Course Structure

Objectives

Nearly every section will include an Objectives box at the top. This box will detail the primary objectives of the section. It is good to review this box prior to processing the content in that section. This will anchor your expectations and learning. 

Key Terms

Key terms within the text will be highlighted in blue like this: key term. Hovering your mouse over the key term (or single tapping if on a touchscreen device) will display a little tip bubble to briefly define the key term. A full list of these key terms can be viewed in the glossary, accessible from the right-side tool panel.

Datasets and Models

A small box will appear at the top of nearly every section, just below the Objectives box. This box will contain any relevant datasets (usually .sav files for SPSS) or AMOS models (usually .amw files). Each will be labeled appropriately so you will know specifically what to use them for. 

Reading

Every section will include an explanation of topics relating to SEM. These readings will provide context and background to all analytical procedures so that you can understand more than how to do SEM. After each section, you should also know why to use a particular analytical procedure and what it means. Understanding why and what is important enough that these will also be assessed at the end of each section. Knowing how to do an analysis without understanding why is more dangerous than not knowing how to do an analysis. Understanding why, and knowing what it means, is more important than knowing how to do it. I can automate most of the procedural (click and type) components of SEM. Knowing when to apply which analysis and what it means is the more important (hard to automate) portion of learning. 

References

For every section, I will provide a list of relevant references. These will appear at the top of the section in their own box, right under the Datasets and Models box. There are, in many cases, dozens or even hundreds of possible citations. The ones I include are the ones I am familiar with and that I know support the approaches I'm teaching. If you know of other possibly more appropriate citations, please feel free to email them to me here: james.gaskin@byu.edu. I maintain a large list of citations (StatWiki References) for a lot of what you will learn in this course.

Examples

Each topic that covers analytical approaches to statistics or SEM will also include examples.

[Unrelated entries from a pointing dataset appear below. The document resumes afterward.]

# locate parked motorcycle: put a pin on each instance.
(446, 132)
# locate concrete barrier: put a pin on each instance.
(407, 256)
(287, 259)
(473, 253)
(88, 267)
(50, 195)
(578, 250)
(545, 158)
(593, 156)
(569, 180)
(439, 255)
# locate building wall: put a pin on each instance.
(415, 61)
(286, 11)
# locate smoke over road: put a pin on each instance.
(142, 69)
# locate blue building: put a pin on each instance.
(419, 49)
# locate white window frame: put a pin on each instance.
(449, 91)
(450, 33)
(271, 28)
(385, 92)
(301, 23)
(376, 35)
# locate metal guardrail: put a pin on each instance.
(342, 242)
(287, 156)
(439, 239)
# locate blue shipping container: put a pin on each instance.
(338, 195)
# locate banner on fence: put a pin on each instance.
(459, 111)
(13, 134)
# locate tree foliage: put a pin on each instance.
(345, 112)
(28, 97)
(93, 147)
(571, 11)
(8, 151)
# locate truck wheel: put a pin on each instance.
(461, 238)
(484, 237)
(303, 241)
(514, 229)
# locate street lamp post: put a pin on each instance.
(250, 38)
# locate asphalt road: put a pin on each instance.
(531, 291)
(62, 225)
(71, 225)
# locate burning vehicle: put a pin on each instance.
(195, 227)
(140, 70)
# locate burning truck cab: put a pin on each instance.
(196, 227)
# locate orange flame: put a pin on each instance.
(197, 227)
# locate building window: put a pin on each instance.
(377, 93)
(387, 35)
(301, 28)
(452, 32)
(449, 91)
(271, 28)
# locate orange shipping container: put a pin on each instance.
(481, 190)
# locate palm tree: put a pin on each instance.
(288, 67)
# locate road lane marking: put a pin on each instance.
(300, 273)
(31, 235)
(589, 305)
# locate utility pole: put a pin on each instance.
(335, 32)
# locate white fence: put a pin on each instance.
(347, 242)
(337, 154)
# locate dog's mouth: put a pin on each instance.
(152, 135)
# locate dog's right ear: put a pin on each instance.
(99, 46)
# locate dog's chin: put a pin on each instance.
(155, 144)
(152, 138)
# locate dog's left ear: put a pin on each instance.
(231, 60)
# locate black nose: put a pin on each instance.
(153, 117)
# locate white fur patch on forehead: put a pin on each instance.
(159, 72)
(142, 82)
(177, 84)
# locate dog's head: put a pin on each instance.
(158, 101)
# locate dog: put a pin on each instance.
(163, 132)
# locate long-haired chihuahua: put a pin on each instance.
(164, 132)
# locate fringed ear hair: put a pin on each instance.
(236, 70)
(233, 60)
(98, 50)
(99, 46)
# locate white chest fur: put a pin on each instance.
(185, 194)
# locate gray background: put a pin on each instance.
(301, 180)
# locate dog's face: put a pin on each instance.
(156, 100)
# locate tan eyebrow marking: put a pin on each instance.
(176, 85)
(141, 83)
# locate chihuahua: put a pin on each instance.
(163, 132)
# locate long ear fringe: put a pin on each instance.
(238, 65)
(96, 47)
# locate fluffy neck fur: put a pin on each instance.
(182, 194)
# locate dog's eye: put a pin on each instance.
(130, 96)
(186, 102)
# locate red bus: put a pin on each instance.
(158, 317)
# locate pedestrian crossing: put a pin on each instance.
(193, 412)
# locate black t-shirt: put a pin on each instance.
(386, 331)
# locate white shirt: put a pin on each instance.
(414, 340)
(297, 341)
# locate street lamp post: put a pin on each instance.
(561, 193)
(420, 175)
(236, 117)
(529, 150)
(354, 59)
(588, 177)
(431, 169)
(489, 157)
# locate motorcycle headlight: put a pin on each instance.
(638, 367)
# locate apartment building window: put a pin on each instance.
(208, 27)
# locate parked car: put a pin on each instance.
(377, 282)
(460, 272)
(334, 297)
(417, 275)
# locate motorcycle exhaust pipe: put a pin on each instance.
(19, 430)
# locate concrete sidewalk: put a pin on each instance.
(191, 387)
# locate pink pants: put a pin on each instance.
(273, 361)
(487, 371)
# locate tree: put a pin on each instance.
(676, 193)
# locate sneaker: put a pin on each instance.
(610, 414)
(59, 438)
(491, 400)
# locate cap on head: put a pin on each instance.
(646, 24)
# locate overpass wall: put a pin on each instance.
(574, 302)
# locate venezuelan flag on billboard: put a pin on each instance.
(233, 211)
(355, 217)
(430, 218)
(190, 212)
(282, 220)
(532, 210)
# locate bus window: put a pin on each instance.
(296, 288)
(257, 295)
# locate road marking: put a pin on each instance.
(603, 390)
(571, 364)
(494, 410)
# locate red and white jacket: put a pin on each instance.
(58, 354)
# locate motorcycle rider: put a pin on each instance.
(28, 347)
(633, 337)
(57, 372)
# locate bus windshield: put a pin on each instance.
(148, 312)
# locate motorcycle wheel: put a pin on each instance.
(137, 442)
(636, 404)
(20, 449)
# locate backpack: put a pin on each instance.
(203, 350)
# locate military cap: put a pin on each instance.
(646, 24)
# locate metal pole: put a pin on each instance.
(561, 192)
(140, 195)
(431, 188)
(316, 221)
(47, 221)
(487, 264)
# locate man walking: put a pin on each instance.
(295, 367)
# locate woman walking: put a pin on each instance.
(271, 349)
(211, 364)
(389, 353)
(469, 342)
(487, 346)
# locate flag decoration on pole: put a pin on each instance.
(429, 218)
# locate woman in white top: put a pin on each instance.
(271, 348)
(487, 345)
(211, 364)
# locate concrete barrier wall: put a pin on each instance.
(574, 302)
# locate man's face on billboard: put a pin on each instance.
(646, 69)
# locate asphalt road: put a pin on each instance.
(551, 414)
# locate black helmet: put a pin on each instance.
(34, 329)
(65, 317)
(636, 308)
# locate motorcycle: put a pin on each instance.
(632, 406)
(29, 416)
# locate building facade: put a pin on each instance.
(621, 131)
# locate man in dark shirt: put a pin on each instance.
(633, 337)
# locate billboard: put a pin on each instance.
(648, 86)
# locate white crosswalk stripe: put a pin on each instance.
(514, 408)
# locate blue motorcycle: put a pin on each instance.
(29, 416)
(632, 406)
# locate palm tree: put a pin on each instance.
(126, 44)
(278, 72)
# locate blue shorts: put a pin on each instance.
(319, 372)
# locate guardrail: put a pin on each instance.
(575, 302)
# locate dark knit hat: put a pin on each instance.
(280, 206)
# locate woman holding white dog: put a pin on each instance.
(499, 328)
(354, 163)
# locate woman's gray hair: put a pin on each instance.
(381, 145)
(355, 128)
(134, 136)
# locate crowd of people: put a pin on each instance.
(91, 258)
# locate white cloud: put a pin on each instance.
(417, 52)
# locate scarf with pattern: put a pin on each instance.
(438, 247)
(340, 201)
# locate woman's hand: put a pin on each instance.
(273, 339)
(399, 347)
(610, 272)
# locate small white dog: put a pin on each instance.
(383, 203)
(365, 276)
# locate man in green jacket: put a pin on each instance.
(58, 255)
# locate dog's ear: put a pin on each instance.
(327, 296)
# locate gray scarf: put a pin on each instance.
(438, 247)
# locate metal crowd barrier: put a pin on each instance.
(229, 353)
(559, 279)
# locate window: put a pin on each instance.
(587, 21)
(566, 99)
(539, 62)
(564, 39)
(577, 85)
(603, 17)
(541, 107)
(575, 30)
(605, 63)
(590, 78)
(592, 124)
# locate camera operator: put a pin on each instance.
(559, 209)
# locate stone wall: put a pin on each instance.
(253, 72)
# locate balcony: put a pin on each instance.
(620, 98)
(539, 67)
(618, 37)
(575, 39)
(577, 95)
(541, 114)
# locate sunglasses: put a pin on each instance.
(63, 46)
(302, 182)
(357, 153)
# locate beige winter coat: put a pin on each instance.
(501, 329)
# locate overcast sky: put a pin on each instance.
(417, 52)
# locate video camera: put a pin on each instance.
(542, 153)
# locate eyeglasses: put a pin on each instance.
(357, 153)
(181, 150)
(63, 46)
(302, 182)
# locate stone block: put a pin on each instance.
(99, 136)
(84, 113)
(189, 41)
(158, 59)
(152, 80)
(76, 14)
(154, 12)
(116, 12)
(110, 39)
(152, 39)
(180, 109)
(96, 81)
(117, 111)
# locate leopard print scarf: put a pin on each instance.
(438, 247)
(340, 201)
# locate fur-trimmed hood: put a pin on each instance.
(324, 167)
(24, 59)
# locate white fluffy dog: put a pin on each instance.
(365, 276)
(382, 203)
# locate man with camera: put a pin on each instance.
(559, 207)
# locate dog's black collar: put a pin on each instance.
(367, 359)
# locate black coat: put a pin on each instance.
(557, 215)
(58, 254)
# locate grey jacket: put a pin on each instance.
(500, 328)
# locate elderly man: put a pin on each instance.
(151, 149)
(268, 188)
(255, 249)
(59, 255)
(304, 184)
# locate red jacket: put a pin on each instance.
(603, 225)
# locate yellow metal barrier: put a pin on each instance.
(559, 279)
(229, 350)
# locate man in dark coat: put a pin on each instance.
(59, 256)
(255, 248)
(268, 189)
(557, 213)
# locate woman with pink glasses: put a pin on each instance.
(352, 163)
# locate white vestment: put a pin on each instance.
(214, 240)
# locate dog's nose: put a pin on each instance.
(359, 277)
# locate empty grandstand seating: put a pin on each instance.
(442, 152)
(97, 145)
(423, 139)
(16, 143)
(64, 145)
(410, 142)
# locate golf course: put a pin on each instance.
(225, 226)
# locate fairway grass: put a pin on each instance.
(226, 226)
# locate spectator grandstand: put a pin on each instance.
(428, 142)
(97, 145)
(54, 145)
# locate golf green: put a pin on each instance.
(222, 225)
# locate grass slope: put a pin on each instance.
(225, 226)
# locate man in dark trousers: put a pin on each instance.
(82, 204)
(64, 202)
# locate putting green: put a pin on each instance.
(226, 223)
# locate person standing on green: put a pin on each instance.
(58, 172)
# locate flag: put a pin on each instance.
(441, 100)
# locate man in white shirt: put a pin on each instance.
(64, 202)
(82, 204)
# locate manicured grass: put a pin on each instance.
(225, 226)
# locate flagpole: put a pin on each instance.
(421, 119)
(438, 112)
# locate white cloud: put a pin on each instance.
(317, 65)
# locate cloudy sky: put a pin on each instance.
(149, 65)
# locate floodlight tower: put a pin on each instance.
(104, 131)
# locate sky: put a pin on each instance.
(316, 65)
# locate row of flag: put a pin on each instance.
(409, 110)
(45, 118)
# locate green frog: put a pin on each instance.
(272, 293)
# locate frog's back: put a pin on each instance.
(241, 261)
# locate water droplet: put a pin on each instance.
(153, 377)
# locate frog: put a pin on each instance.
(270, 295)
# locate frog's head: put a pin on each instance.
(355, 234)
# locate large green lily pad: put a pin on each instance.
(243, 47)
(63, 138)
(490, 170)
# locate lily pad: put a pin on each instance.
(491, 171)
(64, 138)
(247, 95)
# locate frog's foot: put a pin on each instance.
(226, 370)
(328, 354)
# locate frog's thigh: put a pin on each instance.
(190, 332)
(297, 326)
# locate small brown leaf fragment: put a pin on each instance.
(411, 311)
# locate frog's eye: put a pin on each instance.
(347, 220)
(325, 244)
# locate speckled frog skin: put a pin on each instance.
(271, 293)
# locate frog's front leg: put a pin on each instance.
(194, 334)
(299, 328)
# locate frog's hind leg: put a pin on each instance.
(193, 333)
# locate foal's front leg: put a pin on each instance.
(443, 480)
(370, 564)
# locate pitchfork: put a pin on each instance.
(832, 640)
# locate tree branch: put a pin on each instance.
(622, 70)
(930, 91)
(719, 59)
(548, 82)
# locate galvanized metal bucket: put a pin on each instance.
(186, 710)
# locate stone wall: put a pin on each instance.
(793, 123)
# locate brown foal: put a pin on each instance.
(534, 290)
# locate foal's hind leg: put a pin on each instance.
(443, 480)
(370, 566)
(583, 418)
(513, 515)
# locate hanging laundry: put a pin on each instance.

These examples will be shown in videos. I strongly encourage you to not only watch the example videos, but also to do the videos by following along with the datasets and models provided at the top of the page. Doing the videos will reinforce the material much better than simply watching the video. 

Exercises

Each topic that covers analytical approaches to statistics or SEM will also include exercises that can be done using the datasets and models provided at the top of the page. These exercises will often go hand-in-hand with the assessments. For example, in the exercise I will have you run a causal model and then in the assessment I will ask you to select the coefficient for a particular relationship. Exercises are good practice and will help to synthesize the topics covered in that section. 

Quick Summary

Some sections will include a "Quick Summary" at the bottom, just after all the readings, examples, and exercises, but before any assessments. These quick summaries are video explanations of the section's content. These videos will not be as thorough as the readings, and so they are not intended to replace the readings. Instead, they just quickly summarize the readings so that you can get one more pass at the information, hopefully further solidifying the concepts. These also act as a good refresher if you return to the section after a long absence. While some quick summaries will be included at the bottom of a section, others will have their own section, and will summarize all sections in the entire chapter. 

Assessments

Each topic will conclude with an assessment. These assessments are critical to test your understanding of the material, as well as to test your ability to execute statistical analyses. As such, assessments will include conceptual questions as well as analytical questions. I want to make sure you not only know how to run the appropriate analysis, but that you also know which analysis is most appropriate and why and what the output of the analysis actually means.